Postgres – caching of recently inserted data

performancequery-performance

Does Postgres cache recently INSERTed data? And if so, how can I increase the amount?

Here’s why I’m asking. I have a process that continuously inserts simple text messages into a table at an average rate of several million records a day (and contains several months of data). I have a second process that reads recent records from this table for processing. I’ve noticed that if I SELECT (for example) 100 records that have arrived in the last 6 hours it might take me 1 second. However if I select 200 record from the last 12 hours it might take (typically) 8 seconds and if I select 400 records from the last 24 hours it might take more than a minute.

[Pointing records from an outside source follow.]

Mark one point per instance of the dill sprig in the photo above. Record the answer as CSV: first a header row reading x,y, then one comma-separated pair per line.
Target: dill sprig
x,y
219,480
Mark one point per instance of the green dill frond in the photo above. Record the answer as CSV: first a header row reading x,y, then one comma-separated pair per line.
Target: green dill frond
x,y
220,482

Or in other words, there seems to be an almost exponential increase in the time to select data as it’s age increase. In my naiveite I had assumed there would be an approximately linear relationship between the period specified in the WHERE clause, and the time taken to retrieve the data.

For the record, here’s the table definition….

CREATE TABLE message
(
  messid SERIAL UNIQUE,
  rawmessage character(250), // raw, unprocessed message (ascii string)
  loadedtime timestamp without time zone, // Time this message was loaded 
  deviceNumber   INTEGER     // unique identifier of device that generated message.
)

And here’s the sort of query I’m running (deviceNumber and loadedTime are both indexed)

SELECT * FROM message
WHERE deviceNumber = 1234567
AND loadedtime >='10-May-2018 21:00:00’
AND loadedtime <='10-May-2018 22:00:00’

The problem is that the process that reads the table occasionally falls behind schedule and needs to catch up, but because of the exponential time increase in retrieving slightly older data it has difficulty getting the backlog down.

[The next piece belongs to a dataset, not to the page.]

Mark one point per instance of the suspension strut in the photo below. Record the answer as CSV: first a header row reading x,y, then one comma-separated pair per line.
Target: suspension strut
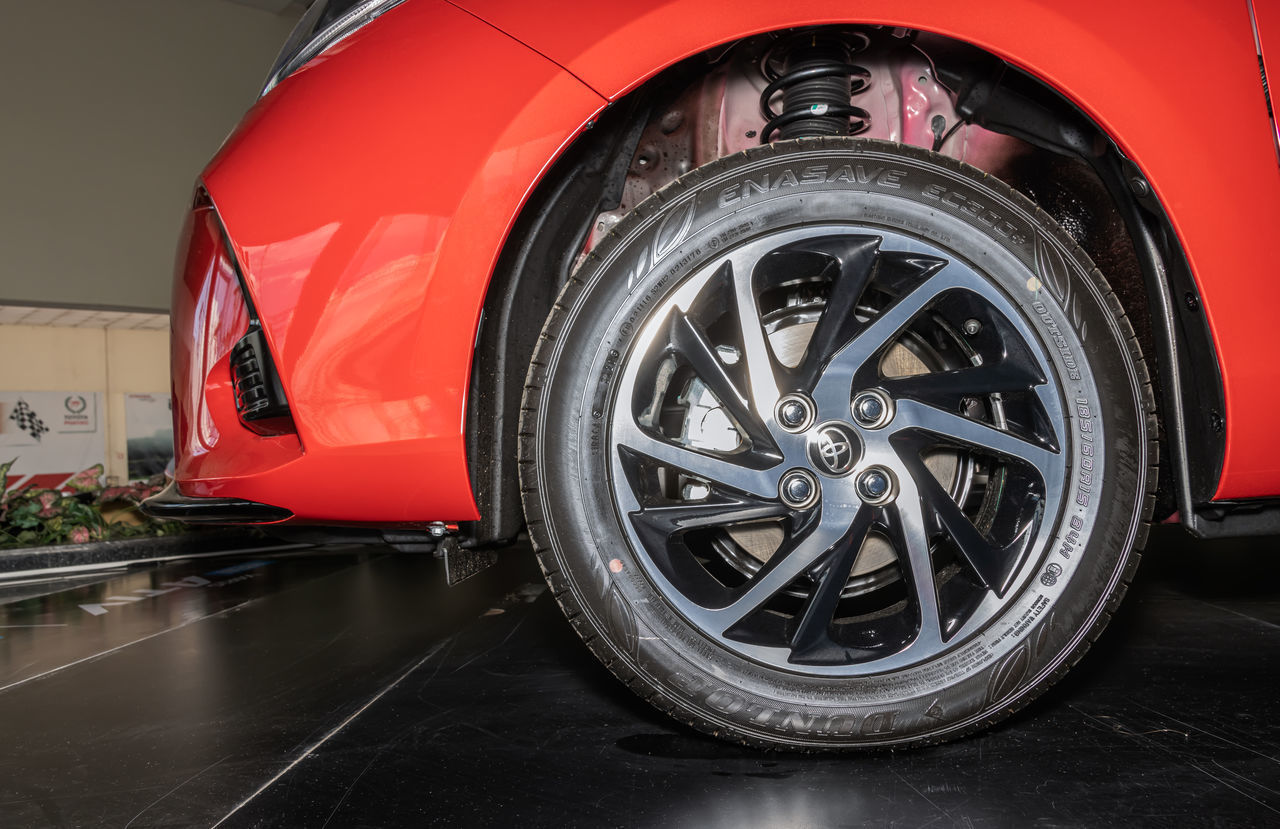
x,y
817,81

My question comes in two parts….

  1. Why is there such a discrepancy in the time taken to select recent
    data and older data. Is it because recent INSERTS are also held in
    memory? 2)
  2. Is there anyway to improve the time to select data added
    in the last 12 hours to be close to that achieved with data only one
    hour old?

Thanks

Update – I'm will attempt to add a composite index on both loadedTime and deviceNumber as suggested (both already have individual indexes). This may take some time.
Once I've added a composite index, do I still need the individual indexes on those fields?

Best Answer

Caching by Postgres or the operating system isn't going to help much when Postgres doesn't know which of the millions of records in your table fulfill your query's condition(s). The only way to make sure this is going to be consistently performing as you expect is to use indexes.

An index on the combination of deviceNumber and loadedtime is what you need in your case.

In your question you note that a query can be relatively fast (like a second for recently inserted data), so I'm strongly suspecting you already have an index on at least one of these columns.